Designing For Mobile Commerce in China

Written by author_profile_images Linda Bustos

Linda is an ecommerce industry analyst and consultant specializing in conversion optimization and digital transformation.

Chinese online retail spend is poised to grow 20% per year until 2019, when it is expected to hit $1 Trillion. But the real explosion is in mobile commerce, expected to grow 44% per year.

Any business that wants to target the online and mobile commerce market in China should understand the cultural differences and design conventions that affect mobile commerce in APAC.

An excellent resource and insight into the cultural and social factors that influence mobile UX in Asia is Chui Chui Tan's Your Mobile Experience is Not Theirs.

Though the presentation is more than 1 year old, it contains principles that still apply to Chinese user experience:

  • Culture and language matter. If you are going to design a localized experience, get to know how the localized language works.
  • Part of localized context is network infrastructure. This changes frequently, but have a general idea of the devices and mobile networks in each market.
  • Americans pay more attention to detail, and Asians to context. Relevant content matters.
  • Asians think of themselves as deeply connected to others, vs the individualistic American. Consider featuring reviews and other social proof more prominently. Consider IM apps for customer service.

Chinese UX mythbusters

Despite these differences in context, overall Chinese online shoppers want the same experiences as the West. They are not motivated by their ancient culture, are not price sensitive, and don't prefer busy, blinking, arcade-like landing pages (similar to how Western web pages don't resemble the ISP portals of the late 90's).

Contextual merchandising

Chinese B2C customers perceive Western brands as superior to made-in-China, so featuring brand logos and merchandising Western products on a mobile home page and top-of-category may be more important to the Asian market than rest-of-the-world.

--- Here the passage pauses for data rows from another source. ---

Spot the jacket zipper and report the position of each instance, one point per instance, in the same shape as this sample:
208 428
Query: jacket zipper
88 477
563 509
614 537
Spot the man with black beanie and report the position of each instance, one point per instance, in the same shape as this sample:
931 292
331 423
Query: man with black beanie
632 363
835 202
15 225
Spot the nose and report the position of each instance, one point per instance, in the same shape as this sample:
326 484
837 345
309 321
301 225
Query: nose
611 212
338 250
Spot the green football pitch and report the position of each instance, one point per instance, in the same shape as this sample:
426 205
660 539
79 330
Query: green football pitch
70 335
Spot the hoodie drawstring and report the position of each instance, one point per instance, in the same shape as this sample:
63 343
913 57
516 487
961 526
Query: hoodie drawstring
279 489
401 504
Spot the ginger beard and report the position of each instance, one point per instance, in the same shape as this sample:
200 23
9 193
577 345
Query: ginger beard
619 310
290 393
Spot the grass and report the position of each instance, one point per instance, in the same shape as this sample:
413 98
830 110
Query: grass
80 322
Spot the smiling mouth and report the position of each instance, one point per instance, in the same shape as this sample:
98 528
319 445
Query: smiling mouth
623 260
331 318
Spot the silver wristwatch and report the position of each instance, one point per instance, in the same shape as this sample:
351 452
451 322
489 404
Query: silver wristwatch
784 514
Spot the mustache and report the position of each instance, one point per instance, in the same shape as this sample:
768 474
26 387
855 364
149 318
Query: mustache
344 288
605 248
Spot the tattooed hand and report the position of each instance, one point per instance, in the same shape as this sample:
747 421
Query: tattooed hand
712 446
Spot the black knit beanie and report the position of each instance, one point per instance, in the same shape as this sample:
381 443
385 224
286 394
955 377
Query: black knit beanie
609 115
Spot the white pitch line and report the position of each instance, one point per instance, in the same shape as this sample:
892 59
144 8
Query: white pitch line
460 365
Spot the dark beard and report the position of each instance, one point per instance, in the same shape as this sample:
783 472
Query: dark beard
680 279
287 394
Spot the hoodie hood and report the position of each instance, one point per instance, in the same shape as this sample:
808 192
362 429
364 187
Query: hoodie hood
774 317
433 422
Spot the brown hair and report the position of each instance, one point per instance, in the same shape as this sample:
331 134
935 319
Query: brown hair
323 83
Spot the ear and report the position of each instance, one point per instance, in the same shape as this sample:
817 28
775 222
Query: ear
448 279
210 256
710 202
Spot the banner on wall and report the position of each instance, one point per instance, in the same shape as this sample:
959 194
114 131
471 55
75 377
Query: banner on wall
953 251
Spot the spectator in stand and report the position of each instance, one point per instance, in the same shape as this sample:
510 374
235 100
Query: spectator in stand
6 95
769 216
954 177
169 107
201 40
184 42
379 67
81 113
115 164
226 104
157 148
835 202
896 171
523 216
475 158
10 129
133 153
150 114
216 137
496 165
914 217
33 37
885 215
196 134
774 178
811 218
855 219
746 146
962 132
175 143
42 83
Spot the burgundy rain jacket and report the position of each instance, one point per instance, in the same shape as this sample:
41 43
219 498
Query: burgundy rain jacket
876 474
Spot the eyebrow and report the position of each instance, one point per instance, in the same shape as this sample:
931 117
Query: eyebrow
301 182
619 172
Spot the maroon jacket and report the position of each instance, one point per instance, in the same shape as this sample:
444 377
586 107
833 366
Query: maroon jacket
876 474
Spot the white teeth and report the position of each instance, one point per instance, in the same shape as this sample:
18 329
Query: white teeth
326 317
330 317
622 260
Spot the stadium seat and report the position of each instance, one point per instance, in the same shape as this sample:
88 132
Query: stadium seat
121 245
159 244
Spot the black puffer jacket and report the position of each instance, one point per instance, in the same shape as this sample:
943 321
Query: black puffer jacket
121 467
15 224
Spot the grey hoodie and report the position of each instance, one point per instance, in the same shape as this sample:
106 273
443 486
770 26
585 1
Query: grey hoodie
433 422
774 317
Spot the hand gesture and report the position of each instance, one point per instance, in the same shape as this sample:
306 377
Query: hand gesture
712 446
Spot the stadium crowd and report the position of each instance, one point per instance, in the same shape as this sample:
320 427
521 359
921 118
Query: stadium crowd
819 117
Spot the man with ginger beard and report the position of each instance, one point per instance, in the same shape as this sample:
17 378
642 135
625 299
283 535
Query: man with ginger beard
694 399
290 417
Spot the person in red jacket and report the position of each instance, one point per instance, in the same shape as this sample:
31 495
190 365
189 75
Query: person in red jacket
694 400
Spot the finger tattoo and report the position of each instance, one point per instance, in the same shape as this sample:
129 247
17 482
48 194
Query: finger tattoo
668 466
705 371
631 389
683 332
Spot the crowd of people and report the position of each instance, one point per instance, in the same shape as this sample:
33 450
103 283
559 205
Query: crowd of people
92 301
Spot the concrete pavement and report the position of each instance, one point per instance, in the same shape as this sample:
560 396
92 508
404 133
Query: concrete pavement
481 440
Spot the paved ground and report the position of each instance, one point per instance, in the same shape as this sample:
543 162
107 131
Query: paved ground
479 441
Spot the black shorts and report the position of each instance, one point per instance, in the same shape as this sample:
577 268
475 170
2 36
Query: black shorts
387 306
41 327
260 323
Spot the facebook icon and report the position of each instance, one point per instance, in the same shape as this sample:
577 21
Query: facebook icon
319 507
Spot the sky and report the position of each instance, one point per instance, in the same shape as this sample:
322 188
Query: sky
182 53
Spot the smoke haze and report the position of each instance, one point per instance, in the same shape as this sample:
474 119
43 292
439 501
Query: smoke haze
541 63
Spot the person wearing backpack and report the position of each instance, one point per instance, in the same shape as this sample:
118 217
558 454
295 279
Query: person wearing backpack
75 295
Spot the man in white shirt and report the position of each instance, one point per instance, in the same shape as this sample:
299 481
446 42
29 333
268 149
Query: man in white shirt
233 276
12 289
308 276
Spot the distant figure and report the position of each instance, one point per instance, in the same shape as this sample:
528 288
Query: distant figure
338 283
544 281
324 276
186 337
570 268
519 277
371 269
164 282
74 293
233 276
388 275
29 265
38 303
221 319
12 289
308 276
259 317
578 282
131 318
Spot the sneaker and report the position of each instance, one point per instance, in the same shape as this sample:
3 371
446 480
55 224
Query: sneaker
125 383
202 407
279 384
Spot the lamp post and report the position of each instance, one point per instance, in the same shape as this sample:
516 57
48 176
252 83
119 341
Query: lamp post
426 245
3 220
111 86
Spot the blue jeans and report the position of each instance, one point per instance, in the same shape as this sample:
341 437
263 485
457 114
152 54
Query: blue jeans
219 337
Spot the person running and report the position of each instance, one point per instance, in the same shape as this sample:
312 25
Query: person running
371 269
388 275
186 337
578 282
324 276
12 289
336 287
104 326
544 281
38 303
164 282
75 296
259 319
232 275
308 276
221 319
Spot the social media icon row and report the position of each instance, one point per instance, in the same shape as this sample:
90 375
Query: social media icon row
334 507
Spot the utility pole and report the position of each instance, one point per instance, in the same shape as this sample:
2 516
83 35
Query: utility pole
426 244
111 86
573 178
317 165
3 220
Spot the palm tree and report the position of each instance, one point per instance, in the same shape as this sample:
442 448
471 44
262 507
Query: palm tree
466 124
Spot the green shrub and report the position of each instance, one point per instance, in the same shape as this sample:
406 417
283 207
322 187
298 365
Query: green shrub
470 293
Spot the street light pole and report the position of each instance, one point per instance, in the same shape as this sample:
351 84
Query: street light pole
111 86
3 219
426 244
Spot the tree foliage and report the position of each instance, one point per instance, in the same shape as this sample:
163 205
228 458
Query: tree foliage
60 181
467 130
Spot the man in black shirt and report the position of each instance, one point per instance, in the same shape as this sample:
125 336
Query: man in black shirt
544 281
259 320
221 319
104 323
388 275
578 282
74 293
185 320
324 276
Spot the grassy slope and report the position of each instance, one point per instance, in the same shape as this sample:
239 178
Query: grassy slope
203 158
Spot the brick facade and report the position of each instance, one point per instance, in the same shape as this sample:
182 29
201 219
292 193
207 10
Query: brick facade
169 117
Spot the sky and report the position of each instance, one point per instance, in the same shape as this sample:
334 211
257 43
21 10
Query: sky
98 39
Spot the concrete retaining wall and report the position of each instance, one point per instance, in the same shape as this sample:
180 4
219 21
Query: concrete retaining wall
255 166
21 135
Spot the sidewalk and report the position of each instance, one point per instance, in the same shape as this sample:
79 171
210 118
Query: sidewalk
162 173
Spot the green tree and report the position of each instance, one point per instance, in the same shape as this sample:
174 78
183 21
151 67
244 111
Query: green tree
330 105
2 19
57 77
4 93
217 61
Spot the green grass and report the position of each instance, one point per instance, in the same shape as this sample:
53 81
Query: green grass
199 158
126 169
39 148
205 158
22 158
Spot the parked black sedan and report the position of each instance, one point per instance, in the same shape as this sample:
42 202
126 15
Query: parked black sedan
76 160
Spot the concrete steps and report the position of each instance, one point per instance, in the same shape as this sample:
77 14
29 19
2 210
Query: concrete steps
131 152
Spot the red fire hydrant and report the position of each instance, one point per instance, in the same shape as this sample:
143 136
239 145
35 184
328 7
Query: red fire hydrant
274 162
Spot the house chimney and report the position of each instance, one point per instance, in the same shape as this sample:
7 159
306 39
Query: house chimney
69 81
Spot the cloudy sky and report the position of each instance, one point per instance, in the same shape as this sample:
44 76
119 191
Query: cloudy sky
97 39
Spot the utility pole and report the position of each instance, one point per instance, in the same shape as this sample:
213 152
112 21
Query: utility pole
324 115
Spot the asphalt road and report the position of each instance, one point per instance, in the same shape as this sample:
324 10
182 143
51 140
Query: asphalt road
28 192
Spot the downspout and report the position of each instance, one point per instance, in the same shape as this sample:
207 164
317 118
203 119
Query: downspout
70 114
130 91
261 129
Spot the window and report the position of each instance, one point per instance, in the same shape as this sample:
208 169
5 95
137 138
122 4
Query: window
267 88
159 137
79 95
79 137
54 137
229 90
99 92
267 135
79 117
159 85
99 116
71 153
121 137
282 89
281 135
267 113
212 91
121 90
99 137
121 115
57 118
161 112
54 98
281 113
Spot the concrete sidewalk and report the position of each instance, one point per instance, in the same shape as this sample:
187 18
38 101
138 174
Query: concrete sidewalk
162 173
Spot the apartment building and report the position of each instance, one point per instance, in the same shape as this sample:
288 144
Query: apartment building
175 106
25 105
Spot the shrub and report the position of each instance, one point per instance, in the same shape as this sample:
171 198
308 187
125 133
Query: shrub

For may, proof of authenticity is more important than product information and education. Consider badges on thumbnails and product pages and other ways to build trust, and copy that reinforces this.

Designers and merchandisers should consider how this information can best be displayed prominently on smartphones in both portrait and landscape mode.

Designing commerce experiences for the mobile, Chinese consumer requires savvy about cultural factors, design trends, devices and consumer FUD.